Poszedł z partnerką na koncert. Zniknęła za sceną razem z raperem
Amerykanin chciał zrobić prezent swojej partnerce i zabrał ją na koncert jej ulubionego artysty - Omah Laya. To, co stało się podczas wydarzenia, złamało mu serce.

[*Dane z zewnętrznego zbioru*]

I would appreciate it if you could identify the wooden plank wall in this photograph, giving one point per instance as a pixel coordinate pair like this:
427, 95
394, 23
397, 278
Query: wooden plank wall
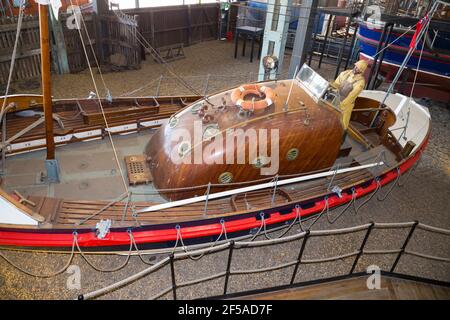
106, 35
27, 64
188, 24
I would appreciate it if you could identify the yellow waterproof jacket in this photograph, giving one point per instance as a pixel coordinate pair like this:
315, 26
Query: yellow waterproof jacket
347, 104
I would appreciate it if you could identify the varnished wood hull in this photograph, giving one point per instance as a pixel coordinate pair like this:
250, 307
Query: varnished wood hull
311, 129
160, 230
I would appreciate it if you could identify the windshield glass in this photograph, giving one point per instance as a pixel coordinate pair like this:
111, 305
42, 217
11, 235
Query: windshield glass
312, 81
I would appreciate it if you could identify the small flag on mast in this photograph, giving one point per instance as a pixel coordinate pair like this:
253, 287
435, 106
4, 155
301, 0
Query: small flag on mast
419, 27
54, 4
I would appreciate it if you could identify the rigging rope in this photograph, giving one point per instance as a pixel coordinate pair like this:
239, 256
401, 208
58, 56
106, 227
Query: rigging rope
13, 57
101, 105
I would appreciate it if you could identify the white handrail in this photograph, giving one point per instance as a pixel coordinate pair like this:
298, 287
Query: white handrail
254, 188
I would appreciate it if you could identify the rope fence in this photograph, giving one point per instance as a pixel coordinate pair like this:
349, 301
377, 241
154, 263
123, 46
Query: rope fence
304, 236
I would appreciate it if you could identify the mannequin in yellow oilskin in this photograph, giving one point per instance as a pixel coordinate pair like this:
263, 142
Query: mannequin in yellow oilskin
349, 84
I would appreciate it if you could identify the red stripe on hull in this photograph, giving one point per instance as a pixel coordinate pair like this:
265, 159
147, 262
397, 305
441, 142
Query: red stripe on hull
42, 239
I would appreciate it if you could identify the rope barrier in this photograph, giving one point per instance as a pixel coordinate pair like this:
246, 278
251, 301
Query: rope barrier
246, 244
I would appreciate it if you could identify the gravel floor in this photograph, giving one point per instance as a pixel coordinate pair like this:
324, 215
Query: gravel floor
425, 198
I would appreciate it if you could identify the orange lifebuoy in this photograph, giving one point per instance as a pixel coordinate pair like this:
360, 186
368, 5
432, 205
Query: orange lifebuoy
238, 95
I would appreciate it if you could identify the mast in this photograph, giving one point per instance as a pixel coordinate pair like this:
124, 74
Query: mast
51, 163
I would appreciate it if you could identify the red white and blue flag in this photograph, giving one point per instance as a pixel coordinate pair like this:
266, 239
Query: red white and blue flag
419, 27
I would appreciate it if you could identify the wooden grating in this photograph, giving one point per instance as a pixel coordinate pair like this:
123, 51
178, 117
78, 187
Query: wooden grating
137, 170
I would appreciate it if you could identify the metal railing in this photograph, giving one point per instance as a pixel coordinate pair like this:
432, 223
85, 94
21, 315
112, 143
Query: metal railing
304, 236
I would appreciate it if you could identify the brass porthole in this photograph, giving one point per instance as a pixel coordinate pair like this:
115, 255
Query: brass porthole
225, 177
195, 108
260, 162
173, 121
183, 148
292, 154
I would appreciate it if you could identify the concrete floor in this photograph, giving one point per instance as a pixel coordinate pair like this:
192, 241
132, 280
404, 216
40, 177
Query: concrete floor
425, 198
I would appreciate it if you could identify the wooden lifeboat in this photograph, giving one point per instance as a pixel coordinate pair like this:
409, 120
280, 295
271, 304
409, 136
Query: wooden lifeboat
307, 132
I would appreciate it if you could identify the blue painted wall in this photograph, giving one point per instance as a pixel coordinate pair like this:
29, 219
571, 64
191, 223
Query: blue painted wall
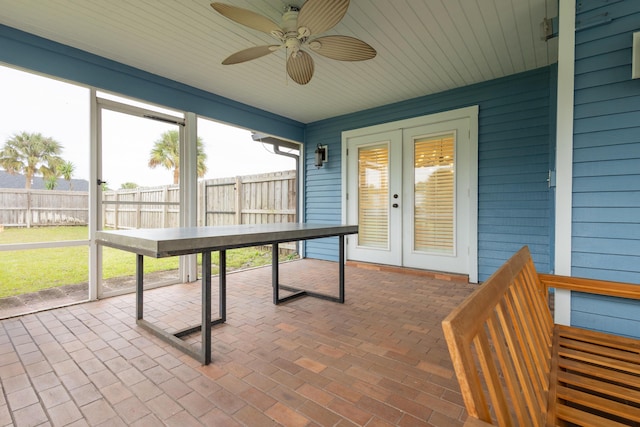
35, 53
516, 136
606, 186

To miała być kolejna urocza randka. Amerykanin zabrał swoją partnerkę Jesssani na koncert jej ulubionego artysty Omah Laya. Plan był prosty: zrelaksować się, spędzić wspólnie miło czas, posłuchać muzyki na żywo. Dziewczyna marzyła, żeby wejść na scenę z raperem.
Podobne
Marzenie jednej osoby koszmarem drugiej
Omah Lay faktycznie zaprosił stojącą w pierwszym rzędzie Jesssani na scenę. Zachwycona kobieta zaczęła nagrywać śpiewającego rapera, robić sobie zdjęcia oraz tańczyć w sposób, który wiele osób może uznać za wulgarny. Wszystkie te czynności można wyjaśnić ekscytacją fanki, która spotyka swojego idola.
Ciekawie zrobiło się w momencie, gdy Omah Lay zabrał ją na podwyższenie. Gdy znaleźli się na nim, opadła kotara zasłaniająca ich przed światem. Za parą postawiono natomiast reflektor, który rzucał cień na materiał. To właśnie wtedy doszło do zdrady - Jesssani, nie zważając na znajdującego się w pierwszym rzędzie partnera, zaczęła ocierać się o rapera i wykonywać wyuzdane ruchy. Raper nie pozostawał jej dłużny, wykonując ruchy imitujące stosunek seksualny. Osoby będące na koncercie nagrały reakcję partnera kobiety. Można jednoznacznie uznać, że nie był zachwycony jej zachowaniem.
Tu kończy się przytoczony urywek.